A new crop of investors are emerging in the broader distressed assets segment that are catering to companies that are troubled but are not yet non-performing assets, panellists at the NewsCorp VCCircle Stressed Assets Investment Summit 2019 said.
The panel titled ‘Designer Funding’ included Kalpesh Kikani, senior managing partner at AION Capital, which specialises in credit and distressed situations; Ravindra Rao, executive director and chief executive of Reliance ARC and Rakshat Kapoor, partner for private debt at Centrum Alternatives. The discussion was moderated by Jaideep Mehta, CEO of Mosaic Digital, which owns News Corp VCCircle.
Traditional investors like banks and non-banking finance companies are slowing the deployment of their capital. This has caused credit funds to rise, and in recent times, family offices have rapidly emerged as a new investor class for stressed assets, said Centrum’s Kapoor.
Family offices that have traditionally acted as Limited Partners in funds are also directly investing in stressed asset opportunities, Kapoor said.
While asset reconstruction companies have assessed opportunities in the space, the capital available with them is still not adequate enough to cater to the market size, Reliance ARC’s Rao said.
The lack of capital has compelled most bidders to approach the distressed assets opportunity via a partnership model, panellists agreed.
“Often, it is because of capital requirements or the need to have a partner who has the technical expertise to run the show,” said Kapoor.
However, for investors, the challenge is to forge a working relationship with partners who will have different motivations. For instance, financial investors mostly look at profitability or returns, while strategic investors are likely to focus more on increasing their market share.
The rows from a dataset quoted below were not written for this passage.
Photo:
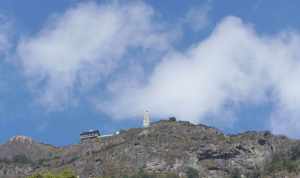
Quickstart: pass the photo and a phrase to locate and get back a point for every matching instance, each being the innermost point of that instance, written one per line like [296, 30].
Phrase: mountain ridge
[165, 146]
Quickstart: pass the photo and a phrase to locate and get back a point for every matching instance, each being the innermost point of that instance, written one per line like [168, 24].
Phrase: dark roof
[96, 132]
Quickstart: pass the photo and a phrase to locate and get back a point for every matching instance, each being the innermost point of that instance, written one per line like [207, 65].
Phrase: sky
[71, 65]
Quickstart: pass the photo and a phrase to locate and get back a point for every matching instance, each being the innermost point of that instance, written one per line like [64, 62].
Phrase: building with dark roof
[89, 135]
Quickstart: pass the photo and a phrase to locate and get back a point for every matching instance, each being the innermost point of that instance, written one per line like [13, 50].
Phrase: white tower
[146, 122]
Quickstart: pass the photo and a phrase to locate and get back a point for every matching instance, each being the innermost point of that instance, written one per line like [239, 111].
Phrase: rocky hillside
[164, 147]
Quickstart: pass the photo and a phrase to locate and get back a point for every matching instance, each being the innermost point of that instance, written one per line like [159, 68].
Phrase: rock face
[165, 146]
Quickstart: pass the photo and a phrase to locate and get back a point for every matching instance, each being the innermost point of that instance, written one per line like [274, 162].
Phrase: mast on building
[146, 121]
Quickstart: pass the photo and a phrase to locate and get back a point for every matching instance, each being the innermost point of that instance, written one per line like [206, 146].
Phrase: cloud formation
[233, 66]
[93, 45]
[5, 27]
[84, 45]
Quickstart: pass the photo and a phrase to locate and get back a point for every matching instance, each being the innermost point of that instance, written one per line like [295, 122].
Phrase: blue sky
[68, 65]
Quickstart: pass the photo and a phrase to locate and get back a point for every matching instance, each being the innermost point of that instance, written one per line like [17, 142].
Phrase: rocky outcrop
[165, 146]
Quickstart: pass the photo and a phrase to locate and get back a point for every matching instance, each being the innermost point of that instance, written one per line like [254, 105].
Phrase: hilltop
[166, 146]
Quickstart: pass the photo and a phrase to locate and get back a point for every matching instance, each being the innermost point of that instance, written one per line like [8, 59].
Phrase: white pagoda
[146, 121]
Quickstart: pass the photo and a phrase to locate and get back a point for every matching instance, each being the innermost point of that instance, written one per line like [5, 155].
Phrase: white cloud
[5, 27]
[198, 18]
[233, 66]
[84, 45]
[89, 43]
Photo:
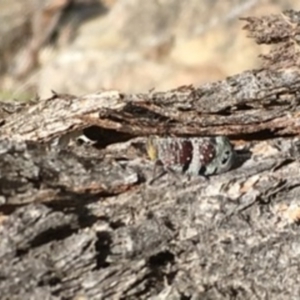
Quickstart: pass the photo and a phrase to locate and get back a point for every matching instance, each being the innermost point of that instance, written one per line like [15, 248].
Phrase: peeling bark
[84, 222]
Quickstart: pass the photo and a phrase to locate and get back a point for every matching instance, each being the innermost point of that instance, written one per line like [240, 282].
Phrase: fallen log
[84, 222]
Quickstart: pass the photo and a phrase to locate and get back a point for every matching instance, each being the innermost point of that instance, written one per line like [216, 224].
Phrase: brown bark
[80, 222]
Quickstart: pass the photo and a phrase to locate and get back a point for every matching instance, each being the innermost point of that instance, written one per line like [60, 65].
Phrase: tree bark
[86, 222]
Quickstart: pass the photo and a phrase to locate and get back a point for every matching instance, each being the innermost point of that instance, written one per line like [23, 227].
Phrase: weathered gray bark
[85, 223]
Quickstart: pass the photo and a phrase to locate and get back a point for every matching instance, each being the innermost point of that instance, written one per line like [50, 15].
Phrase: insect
[195, 156]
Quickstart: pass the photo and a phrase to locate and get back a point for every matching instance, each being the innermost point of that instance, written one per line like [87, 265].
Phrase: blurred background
[84, 46]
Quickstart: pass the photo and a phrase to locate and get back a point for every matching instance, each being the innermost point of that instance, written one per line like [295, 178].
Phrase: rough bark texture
[84, 222]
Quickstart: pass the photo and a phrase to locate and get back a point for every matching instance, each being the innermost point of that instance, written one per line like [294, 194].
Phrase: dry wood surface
[83, 220]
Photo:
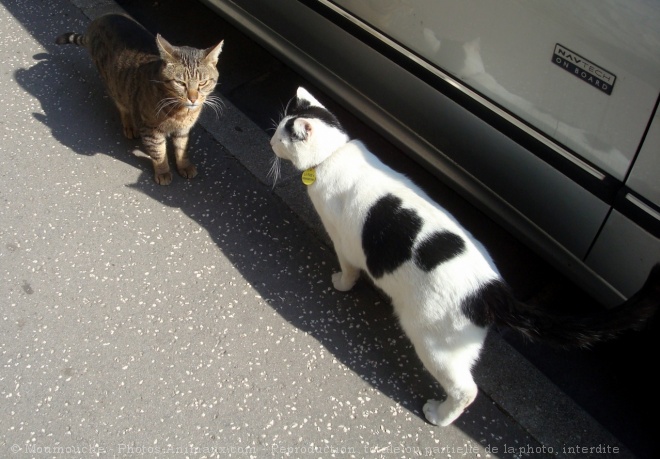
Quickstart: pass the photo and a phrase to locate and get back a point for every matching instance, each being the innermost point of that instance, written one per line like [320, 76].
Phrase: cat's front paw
[439, 413]
[188, 172]
[163, 179]
[341, 283]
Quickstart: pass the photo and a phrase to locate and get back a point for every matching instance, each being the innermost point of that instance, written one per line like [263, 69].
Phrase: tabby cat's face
[189, 74]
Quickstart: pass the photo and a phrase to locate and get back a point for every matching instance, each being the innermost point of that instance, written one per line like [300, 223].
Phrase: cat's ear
[301, 129]
[167, 51]
[213, 53]
[304, 94]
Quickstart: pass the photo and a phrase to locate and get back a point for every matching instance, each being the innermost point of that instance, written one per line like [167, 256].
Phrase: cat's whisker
[216, 103]
[170, 102]
[275, 169]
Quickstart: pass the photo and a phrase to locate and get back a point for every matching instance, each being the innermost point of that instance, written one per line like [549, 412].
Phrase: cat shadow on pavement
[76, 108]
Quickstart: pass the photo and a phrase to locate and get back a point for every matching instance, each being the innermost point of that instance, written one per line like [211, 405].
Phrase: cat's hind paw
[340, 282]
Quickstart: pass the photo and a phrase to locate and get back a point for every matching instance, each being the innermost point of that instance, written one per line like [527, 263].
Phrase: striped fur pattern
[159, 89]
[445, 287]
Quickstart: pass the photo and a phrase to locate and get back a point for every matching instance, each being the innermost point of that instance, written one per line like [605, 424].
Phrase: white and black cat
[445, 288]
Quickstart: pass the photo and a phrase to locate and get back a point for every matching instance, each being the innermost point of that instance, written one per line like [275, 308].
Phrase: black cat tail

Strategic investors also have a longer time horizon than financial investors, AION Capital’s Kikani said.
According to Kikani, these partnership models are also likely to evolve over time. Global and domestic strategic investors will soon find the opportunities too small for their effort and time.
“The size will no longer be compelling. I see specialist financial investors partnering with management teams in the next round of buyouts,” Kikani said.
AION Capital partnered with JSW Steel to successfully bid for Monet Ispat last year.
The market size of opportunities in the non-performing loans (NPL) space is pegged at $150 billion, panellists said.
According to Kikani, the universe of such opportunities is close to $300 billion.
The companies that fall under such opportunities would be those that initially miss their targets and internal projections, those in default of loans, and finally those firms whose loans are overdue by 90 days and categorised as NPLs.
“We see this as a full continuum. There are few providers of this kind of capital because this requires a different kind of a skill set,” Kikani said.
AION Capital has made a combination of structured credit, stressed assets investments and equity deals.